Want to apply some machine learning magic to text but not quite ready to rip out your math/statistics textbooks? Or don't think you have enough data to really do anything interesting?
I remember first encountering a lot of these ideas in the NLTK book. It's a great resource, but for anyone just getting into natural language processing, it can be a bit much. There are many ways to train models to work with text, many techniques even outside of machine learning you can use to understand it, lots of corpus names and even more ways of organizing everything. NLTK is a potpourri of tools for working with text, which is great if you're really looking to experiment, but I like a bit more of a roadmap when entering into completely new territory.

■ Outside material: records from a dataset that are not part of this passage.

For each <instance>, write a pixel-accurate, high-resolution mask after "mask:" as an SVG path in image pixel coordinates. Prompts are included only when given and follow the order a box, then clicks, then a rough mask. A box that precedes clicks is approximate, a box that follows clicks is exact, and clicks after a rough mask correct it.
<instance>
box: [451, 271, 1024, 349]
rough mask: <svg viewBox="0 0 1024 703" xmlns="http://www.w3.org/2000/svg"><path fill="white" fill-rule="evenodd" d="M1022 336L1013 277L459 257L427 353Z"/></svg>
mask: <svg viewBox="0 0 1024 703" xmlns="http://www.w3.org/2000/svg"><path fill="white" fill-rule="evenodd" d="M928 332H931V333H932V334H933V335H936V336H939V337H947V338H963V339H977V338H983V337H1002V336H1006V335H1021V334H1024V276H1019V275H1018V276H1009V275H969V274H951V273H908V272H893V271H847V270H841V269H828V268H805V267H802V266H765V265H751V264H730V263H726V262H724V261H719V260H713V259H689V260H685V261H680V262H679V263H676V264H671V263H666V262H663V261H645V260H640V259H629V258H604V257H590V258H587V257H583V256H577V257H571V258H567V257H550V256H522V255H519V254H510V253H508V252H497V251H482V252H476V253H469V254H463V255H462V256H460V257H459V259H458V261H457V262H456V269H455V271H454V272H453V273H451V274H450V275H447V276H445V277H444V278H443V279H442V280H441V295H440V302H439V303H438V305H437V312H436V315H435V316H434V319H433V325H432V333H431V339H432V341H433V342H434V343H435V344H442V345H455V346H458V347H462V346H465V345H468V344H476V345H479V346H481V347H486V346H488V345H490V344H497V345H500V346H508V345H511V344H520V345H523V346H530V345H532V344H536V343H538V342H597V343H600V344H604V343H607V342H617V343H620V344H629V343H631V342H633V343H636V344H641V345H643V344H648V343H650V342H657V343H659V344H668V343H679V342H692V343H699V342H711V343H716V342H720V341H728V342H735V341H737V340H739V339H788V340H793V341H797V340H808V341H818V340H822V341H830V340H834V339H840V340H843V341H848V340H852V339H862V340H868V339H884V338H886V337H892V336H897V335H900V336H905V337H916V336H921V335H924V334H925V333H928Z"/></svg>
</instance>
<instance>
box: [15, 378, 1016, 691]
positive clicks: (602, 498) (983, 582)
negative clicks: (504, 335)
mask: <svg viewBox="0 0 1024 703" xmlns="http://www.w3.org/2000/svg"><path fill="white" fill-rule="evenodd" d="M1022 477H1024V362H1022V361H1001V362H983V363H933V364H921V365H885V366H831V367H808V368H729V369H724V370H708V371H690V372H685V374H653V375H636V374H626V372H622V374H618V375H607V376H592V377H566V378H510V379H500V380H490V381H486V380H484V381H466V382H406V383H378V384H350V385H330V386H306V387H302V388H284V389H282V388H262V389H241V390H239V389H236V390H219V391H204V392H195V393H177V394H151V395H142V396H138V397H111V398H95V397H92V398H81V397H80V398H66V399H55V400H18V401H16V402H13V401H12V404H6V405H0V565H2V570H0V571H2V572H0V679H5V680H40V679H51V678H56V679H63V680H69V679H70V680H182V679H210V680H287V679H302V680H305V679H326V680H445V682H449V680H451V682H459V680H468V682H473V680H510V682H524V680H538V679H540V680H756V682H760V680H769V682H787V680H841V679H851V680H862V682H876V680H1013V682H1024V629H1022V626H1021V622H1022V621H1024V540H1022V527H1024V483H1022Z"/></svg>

One of the things I love most about spaCy is that it's opinionated. It gives you some of the most important techniques and tools for dealing with text and organizes them really well. It does let you go beyond the decisions it makes for you, but if your main interest is just building some more intelligent systems, you may never feel the need to rethink how they set things up.
Let's get what we need installed first. I'll assume that you've got a Python 3 environment where you want to install spaCy and its dependent libraries. If not, Anaconda is a great way to get Python for doing lots of data science stuff, including this, and it's always a good idea to create a separate environment for experimenting, whether it's a conda env or a regular ol' Python venv. As long as that's in order, you'll need just a few commands:
pip install spacy
python -m spacy download en_core_web_sm
# Only if you want to do the 2nd "Word math!" section
python -m spacy download en_core_web_md
Alright then! Let's go! Here are three ways you can do some stuff that would probably require quite a few more if
statements without spaCy, all without needing to understand machine learning enough to do your own training.
RegEx++
If you're trying to validate or extract any sort of information programmatically from raw text, regular expressions can save you from a lot of tedium. Want to check that a user entered a phone number like 555-555-5555?
import re
def check_phone_number(str):
if re.match(r'^\d{3}-\d{3}-\d{4}